'Halfway house' Capability Review causing concern
03 April 2018
THE JOINT Committee on the National Security Strategy has published its report on the National Security Capability Review (NSCR).
This report highlights some key issues that the NSCR should address and makes initial comments on the process. The importance of a robust and coherent process in setting national security strategy has been underlined by the JCNSS, with the publication of its first Report on the National Security Capability Review (NSCR).
In 2017, the Government launched the NSCR as a ‘quick refresh’ of national security capabilities in the light of changing security challenges. The NSCR is still underway, but the Committee’s Report offers preliminary comments on the process and key issues that the Review should address.
The election of the Trump administration in the United States, the UK’s decision to leave the European Union, intensifying threats to the UK’s security and a significant structural hole in the defence budget all presented real reasons to revisit the 2015 National Security Strategy and Strategic Defence and Security Review before the next expected review in 2020.
But the decision to focus on capabilities, and not the underlying strategy, does not do justice to the changes to the wider security environment, says the Joint Committee.
The announcement in January of the Modernising Defence Programme (MDP) puts work on defence on a different basis and timeline from the rest of the Review.

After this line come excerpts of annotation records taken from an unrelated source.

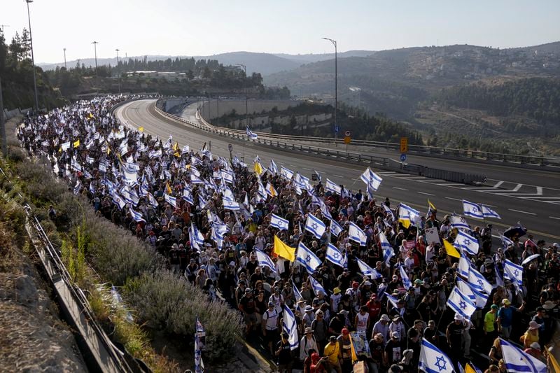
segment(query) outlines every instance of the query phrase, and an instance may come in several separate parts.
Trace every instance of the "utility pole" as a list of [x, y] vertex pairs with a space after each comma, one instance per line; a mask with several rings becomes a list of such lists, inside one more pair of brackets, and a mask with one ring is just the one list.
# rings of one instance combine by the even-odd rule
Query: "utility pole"
[[337, 69], [337, 41], [328, 38], [323, 38], [325, 40], [330, 41], [335, 45], [335, 144], [336, 144], [336, 139], [338, 138], [338, 123], [337, 122], [337, 111], [338, 111], [338, 73]]
[[118, 51], [120, 50], [120, 49], [117, 48], [115, 50], [117, 52], [117, 74], [118, 74], [118, 94], [120, 94], [120, 73], [119, 73], [119, 68], [118, 68]]
[[2, 99], [2, 79], [0, 77], [0, 136], [2, 137], [2, 153], [8, 155], [8, 148], [6, 145], [6, 126], [4, 125], [4, 101]]
[[29, 44], [31, 45], [31, 62], [33, 66], [33, 86], [35, 88], [35, 111], [39, 111], [39, 99], [37, 96], [37, 78], [35, 73], [35, 57], [33, 55], [33, 36], [31, 33], [31, 15], [29, 15], [29, 3], [33, 0], [25, 0], [27, 3], [27, 20], [29, 22]]

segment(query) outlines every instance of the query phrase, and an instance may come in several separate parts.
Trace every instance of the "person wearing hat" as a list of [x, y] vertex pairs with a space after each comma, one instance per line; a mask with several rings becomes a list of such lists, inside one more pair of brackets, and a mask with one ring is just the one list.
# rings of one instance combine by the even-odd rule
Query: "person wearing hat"
[[525, 309], [525, 301], [519, 308], [516, 308], [512, 306], [512, 302], [510, 300], [505, 298], [502, 300], [502, 307], [498, 310], [498, 332], [500, 335], [505, 339], [509, 339], [512, 334], [512, 325], [513, 323], [513, 312], [514, 311], [522, 311]]
[[313, 335], [313, 329], [306, 328], [304, 335], [300, 341], [300, 360], [301, 361], [304, 360], [305, 358], [309, 356], [309, 351], [318, 351], [317, 342], [315, 340], [315, 336]]
[[455, 317], [448, 325], [445, 331], [447, 343], [449, 345], [449, 358], [454, 362], [458, 362], [462, 358], [463, 352], [463, 330], [465, 324], [463, 323], [463, 316], [455, 314]]
[[519, 338], [519, 342], [523, 339], [524, 349], [528, 349], [533, 343], [538, 344], [538, 330], [540, 325], [537, 323], [534, 320], [529, 321], [528, 328], [525, 334]]

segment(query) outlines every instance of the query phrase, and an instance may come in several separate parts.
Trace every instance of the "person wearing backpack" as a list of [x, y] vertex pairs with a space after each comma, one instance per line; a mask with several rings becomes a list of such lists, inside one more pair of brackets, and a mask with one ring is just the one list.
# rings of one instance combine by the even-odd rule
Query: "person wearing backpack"
[[300, 360], [301, 361], [304, 361], [305, 358], [309, 356], [310, 351], [318, 351], [317, 342], [315, 340], [315, 336], [313, 335], [313, 329], [306, 328], [304, 333], [305, 335], [300, 341]]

JCNSS says it appears that the NSCR has inadvertently become an uncomfortable ‘halfway house’ between a ‘quick refresh’ of national security capabilities and a full review. It also says an honest conversation on defence spending is required if the Government is to match ambitions for national security with the realities of the UK’s capabilities and funding.
Nonetheless, the Review offers an opportunity to improve cross-government security policy and the Joint Committee says it welcomes the Government’s apparent focus on deterrence and resilience as a way of achieving this.
It particularly calls on the Government to focus on deterring threats that fall short of an act of war. The Joint Committee also calls on the Government to confirm the future of the NSS and SDSR process, including when the next full review will be held and whether it will be run by the Cabinet Office alongside a Spending Review.
Chair of the Committee Margaret Beckett MP, said: “There were good reasons for the Government to revisit the 2015 National Security Strategy and Strategic Defence and Security Review just two years after it was published, in the light of changes to the security environment.
“Some of these were unpredictable but others, such as the structural hole in the defence budget, have revealed flaws in the Government’s original document.
“However, the Joint Committee has cause for concern about the format of this Capability Review. It has unexpectedly grown from being a quick and contained refresh of all national security capabilities into a lengthier process, and one that now will consider defence and security separately.
“Although justified in this case, we are concerned that this could represent a backwards step at a time when the changing threats to the UK’s security require much greater co-ordination between Government Departments in response.
The nation’s security capabilities are too important to be allowed to evolve without proper thought or direction by ministers."